RANTZAU ; LE PRÉSIDENT, en habit noir ; QUATRE CONSEILLERS, également en habit noir et se tenant à quelques pas derrière lui ; GŒLHER, au milieu du théâtre ; FALKENSKIELD, plus rapproché de LA REINE, qui se lève à l’arrivée des magistrats et se rassied à la même place à droite.
FALKENSKIELD.

Messieurs les conseillers, j’ai appris le motif qui vous amène : c’est pour prévenir par un châtiment rapide des scènes pareilles à celles qui nous ont dernièrement affligés, que nous nous sommes vus forcés à regret de changer les formes ordinaires de la justice.

LE PRÉSIDENT, d’une voix ferme.

Pardon, monseigneur : c’est quand l’état est en danger, c’est quand l’ordre public est troublé, qu’il faut demander à la justice et aux lois un appui contre la révolte, et non pas s’appuyer sur la révolte pour renverser la justice.

FALKENSKIELD, avec hauteur.

Quelle que soit votre opinion à ce sujet, messieurs, je dois vous prévenir que nous n’accordons pas ici, comme en France, aux parlements et aux cours souveraines le droit de remontrance : je vous exhorte, au contraire, à user de votre influence sur le peuple pour lui conseiller la soumission, pour l’engager à ne point renouveler les désordres d’hier ; sinon, qu’il ne s’en prenne qu’à lui-même des malheurs qui pourraient en résulter pour la ville.
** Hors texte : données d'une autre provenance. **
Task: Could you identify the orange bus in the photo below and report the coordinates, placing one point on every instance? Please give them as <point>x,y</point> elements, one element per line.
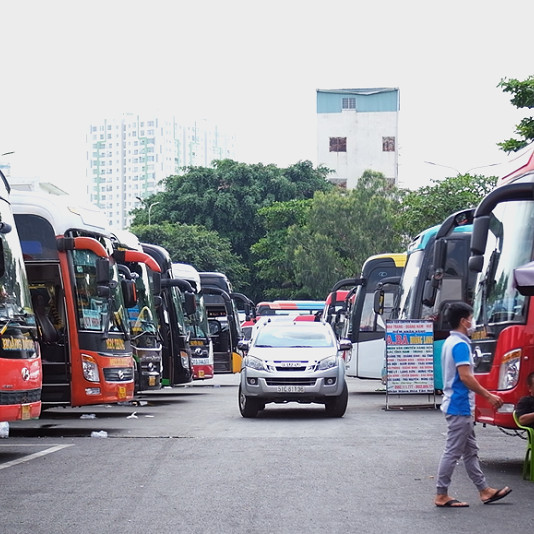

Des troupes nombreuses y sont entrées cette nuit et y sont casernées. La garde du palais est confiée au colonel Koller, qui a ordre de repousser la moindre attaque par la force ; et, pour prouver à tous que rien ne saurait nous intimider, Éric Rurkenstaff, fils de ce bourgeois factieux à qui déjà nous avions fait grâce ; Éric Burkenstaff, convaincu par son propre aveu, de conspiration contre la reine et le conseil de régence, vient d’être condamné à mort, et c’est son arrêt que je signe. (À Rantzau.) Comte de Rantzau, il n’y manque que votre signature[1].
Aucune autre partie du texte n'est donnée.